Developers say iOS is easier to code for than Android, but Windows Phone may be the most developer-friendly platform of them all.
October 27, 2011

There is a non-zero chance that Windows Phone will eat the mobile market. Sure, it would require some major unforced errors on the part of Apple, but the fact that this is even in the realm of all possible things is notable.

Morfo is one of a handful of hit iOS apps that was developed for Windows Phone first

The reasons are straightforward. First, the first Windows Phone handsets appear to be a “better than good enough” option for smart phone users. Given Microsoft’s existing market penetration, that could easily mean rapid growth in the market for these handsets.

But here’s the one you probably haven’t heard of: It turns out that when you’re making cutting-edge apps using the tools offered by Microsoft and Apple, Microsoft comes out ahead – way ahead.

Or so says Mike Dussault, one of the programmers behind the hit iOS app Morfo, and formerly a developer at Valve, where he worked on everything from Half Life 2 to Portal. Dussault cautioned in an email that this is only true for programmers who are “directly using the toolset put out by Apple and Microsoft (XCode and Objective-C vs Microsoft Visual Studio and C#).”

That’s a big “if,” given that many developers are using tools like Appcelerator’s Titanium platform in no small part because they enable cross-platform development.

But for developers like Dussault, whose background is in building the 3D engines that power today’s first person shooters, there simply isn’t any substitute for getting as close to the platform as possible. This should be true of any game that hopes to push the capabilities of newer phones or needs to be optimized for older models. (Morfo’s 3D face-warping technology being a perfect example of this.)

Here’s Dussault’s complete rundown of why he prefers to develop using Microsoft’s toolchain first, and then port it to iOS. (Which is no small task – he told me it took him as long to port Morfo to iOS as it took him to build it for Windows Phone.)

Advantages that I see in Microsoft’s stuff vs Apple’s:

•WP7 uses C#, and C# compiles practically instantly, making for more rapid iteration times.
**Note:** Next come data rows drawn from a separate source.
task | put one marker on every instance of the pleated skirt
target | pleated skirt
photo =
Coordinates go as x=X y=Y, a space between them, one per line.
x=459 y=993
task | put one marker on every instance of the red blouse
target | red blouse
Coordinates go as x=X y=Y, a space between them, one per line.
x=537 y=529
Objective-C and C++ compile very slowly by comparison.

•Visual Studio’s debugger is unmatched in performance, features, and stability. XCode’s is an unstable, slow thing built on top of the arcane gdb.

•WP7 games are based on a framework called XNA that Microsoft includes. XNA takes care of a lot of the low-level headaches of graphics, audio, and input processing. On iOS, you have to write a bunch of (relatively) low-level code to get anything working.

•IME, WP7 required a lot less optimization to get things running quickly. As an example, text rendering performance was a complete nonissue for Morfo under WP7, but on iOS I had to write a lot of custom code to cache the rendered strings in OpenGL textures just to get the performance to match.

•The way iOS handles API versioning is really dangerous. Many functions throughout their SDK can just crash the program because they don’t exist on older OS versions. You have to check which functions you do have available, and it’s very easy to have things test fine on all the devices you have, then you ship and users out there with OS versions you didn’t have get crashes.

Of course, Microsoft’s developer-friendliness didn’t save Windows tablets when Redmond tried to introduce the iPad form factor long before the iPad existed, and it’s no guarantee that Windows Phone will flourish, either. There are still only 1 percent as many apps for Windows Phone as for iOS, and developers report working all-out just to keep up with Apple’s platform. But it’s early days yet, and if the handset makers Microsoft is partnering with can create handsets that people want, the developers will follow.